Case Name: Federal Refinance Co., Inc. et al. v. Edward C. Davis et al.
Court: Massachusetts Superior Court
Jurisdiction: Massachusetts
Decision Date: 1998-06-16
Citations: 8 Mass. L. Rptr. 538
Docket Number: No. 9705365
Parties: Federal Refinance Co., Inc. et al. v. Edward C. Davis et al.
Judges: 
Reporter: The Massachusetts law reporter.
Volume: 8
Pages: 538–540

Head Matter:
Federal Refinance Co., Inc. et al. v. Edward C. Davis et al.
Superior Court, Middlesex, SS
No. 9705365
Memorandum Dated June 16, 1998
And Amos Partnership. Federal Refinance Co., Inc. and Amos Partnership are general partners of Federal Financial Company.
Linda J. Davis.

Opinion:
Brassard, J.
Amos Partnership and Federal Refinance Co., Inc. are partners in Federal Financial Company ("Federal Financial"), the plaintiff. Federal Financial has brought this action to set aside, as fraudulent, a conveyance of shares of stock from Edward C. Davis to Linda J. Davis. This matter is presently before the court on the defendants' motion to dismiss or for summary judgment.
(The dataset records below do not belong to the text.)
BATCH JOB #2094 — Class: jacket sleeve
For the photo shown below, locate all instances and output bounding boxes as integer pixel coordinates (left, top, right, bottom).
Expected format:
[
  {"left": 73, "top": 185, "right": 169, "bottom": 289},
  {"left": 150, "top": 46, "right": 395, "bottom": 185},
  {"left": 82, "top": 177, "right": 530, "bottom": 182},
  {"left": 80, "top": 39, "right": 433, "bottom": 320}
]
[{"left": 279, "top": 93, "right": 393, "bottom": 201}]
Defendants come forward with the following three arguments in support of their motion: (1) the action is barred by a six year statute of limitations, (2) the action is barred by a prior supplementary process proceeding, and (3) the plaintiff cannot come forward with any evidence that the conveyance was fraudulent. For the reasons stated herein the motion to dismiss or for summary judgment is DENIED.
DISCUSSION
I.Uniform Fraudulent Transfer Act, M.G.L.c. 109A
The Uniform Fraudulent Transfer Act ('Transfer Act") was enacted in July of 1996 and replaced the Uniform Fraudulent Conveyance Act ("Conveyance Act"). M.G.L.c. 109A, §1. Section 10 of the Transfer Act provides a time limitation for commencement of actions under the Transfer Act. In contrast, the Conveyance Act did not have a provision regulating limitations of actions. The present action was filed after the Transfer Act was enacted, however, the transaction at issue in this case occurred when the Conveyance Act was in force.
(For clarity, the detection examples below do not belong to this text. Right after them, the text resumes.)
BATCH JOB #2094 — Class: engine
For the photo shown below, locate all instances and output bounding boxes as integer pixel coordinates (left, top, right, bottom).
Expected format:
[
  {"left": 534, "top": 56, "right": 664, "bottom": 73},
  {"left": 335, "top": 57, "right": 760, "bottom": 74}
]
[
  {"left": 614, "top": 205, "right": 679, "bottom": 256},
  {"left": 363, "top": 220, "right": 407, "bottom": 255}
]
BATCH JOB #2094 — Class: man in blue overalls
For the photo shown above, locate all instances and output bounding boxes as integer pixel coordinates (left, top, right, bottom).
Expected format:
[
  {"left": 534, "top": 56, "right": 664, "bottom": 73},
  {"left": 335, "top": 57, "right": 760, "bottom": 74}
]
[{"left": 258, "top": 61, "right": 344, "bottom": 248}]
Here, both parties assert that the Conveyance Act is the law of this case because: (1) the disputed transaction took place when the Conveyance Act was in force and (2) the Transfer Act does not apply retroactively. There appears to be no Appeals Court or Supreme Judicial Court case to support the parties' conclusion that the Transfer Act does not apply retroactively. However, a recent Bankruptcy Court decision addressed the issue and concluded that the Transfer Act is not retroactive. In In re Granderson, 214 B.R. 671, 675 (Bkrtcy. D.Mass. 1997), the Bankruptcy Court concluded "that the highest court in Massachusetts would find that the [Transfer Act], with its four year statute of limitations, should not be applied retroactively." The court reasoned that the enactment of the Transfer Act "effectuated a substantive change in the law." Id. at 676. This court is persuaded by the reasoning of In re Granderson, 214 B.R. 671, 675 (Bkrtcy. D.Mass. 1997), and holds that the Conveyance Act will be applied to this case because it was in effect at the time the disputed transfer occurred.
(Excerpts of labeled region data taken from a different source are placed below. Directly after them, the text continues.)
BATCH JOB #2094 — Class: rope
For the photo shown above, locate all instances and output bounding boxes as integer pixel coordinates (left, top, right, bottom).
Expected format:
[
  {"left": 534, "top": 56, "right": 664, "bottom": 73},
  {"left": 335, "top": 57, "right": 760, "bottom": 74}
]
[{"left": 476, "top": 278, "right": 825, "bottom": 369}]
II.The Statute of Limitations Under the Conveyance Act
The Conveyance Act does not contain a period of limitation provision. Therefore, the court must apply the "period of limitation applicable to the underlying claim." Mosley v. Briggs Realty, Co., 320 Mass. 278, 285 (1946); Foster v. Evans, 384 Mass. 687, 697 (1981). In Foster v. Evans, a creditor sought to reach property that was alleged to have been fraudulently conveyed by a judgment debtor and to apply that property toward satisfaction of a superior court judgment. The Supreme Judicial Court applied the twenty year period of limitation applicable to actions on judgments. In the present case, the plaintiff brings this Superior Court action to set aside, as fraudulent, a conveyance of stock and to apply the stock toward satisfaction of a judgment. Accordingly, this court follows Foster v. Evans and applies the twenty year statute of limitations applicable to actions on judgments.
III.The Supplementary Process Proceeding
In the present case, Federal Financial brought a complaint for supplementary process in the Framing-ham District Court. The court ordered Davis to pay $1,800 per month to Federal Financial in order to satisfy a Superior Court judgment and Davis has been making those payments. Federal Financial now seeks (1) to set aside a 1990 conveyance of stock between Edward Davis and his wife on the ground that the transfer was fraudulent and (2) to reach and apply Edward Davis shares of the stock to satisfy the judgment.
The purpose of the supplementary process statute "is to provide a searching inquiry into the ability of the judgment debtor to pay his legal obligation." Aetna Cas. And Sur. Co. v. Rodeo Autobody, 965 F.Sup. 104, 107 (D.Mass. 1996), citing to Goldman v. Adlman, 291 Mass. 492 (1935). This court is not aware of an authority that stands for the proposition that a supplementary process proceeding has preclusive effect on a subsequent action to set aside a fraudulent conveyance. Accordingly, the court concludes that the supplementary process proceeding is not a bar t the present action.
IV.Summary Judgment
This court grants summary judgment where the record establishes that there are no genuine issues of material fact and the moving party is entitled to judgment as a matter of law. Cassesso v. Commissioner of Correction, 390 Mass. 419, 422 (1983); Community Nat'l Bank v. Dawes, 369 Mass. 550, 553 (1976); Mass.R.Civ.P. 56(c). In the present case the facts surrounding transfer of the stock are in dispute, therefore, summary judgment must be denied.
ORDER
For the reasons stated herein, it is hereby ORDERED that the defendants' motion to dismiss or for summary judgment is DENIED.
The cases cited by the parties on this point were not helpful to the court. In support of the proposition that the present action is not barred as a result of the supplementary process proceeding, Federal Financial cites to Scourtis v. Bililies, 335 Mass. 290 (1957). However, the facts of that case were substantially different from the facts in the present case. In Scourtis v. Bililies, the plaintiff moved to have supplementary process proceedings dismissed and then the plaintiff initiated an action in superior court to reach and apply the defendants' interest in certain stock. The Court stated that "where there is an order to the debtor to execute and deliver to the judgment creditor a transfer, assignment, or conveyance of property not exempt from being taken on execution . . . the creditor may refuse to accept it and his refusal shall not impair his right to have his execution satisfied in whole or in part by a levy on other property in the manner provided by law." Id. at 292. In the case at bar, the supplementary process proceeding has not been dismissed, nor have payments been refused.
The Davises cite to Goldman v. Adlman for the proposition that the supplementary process proceedings act as a bar to a subsequent action to satisfy a judgment. That case is also inapposite Goldman v. Adlman, 291 Mass. 492 (1935) (in a supplementary process proceeding in municipal court, the court had jurisdiction of the question whether the creditor's claim was barred by the debtor's discharge in bankruptcy and where the court made findings and rulings on that question, without either party seeking review, the adjudication of that issue was final).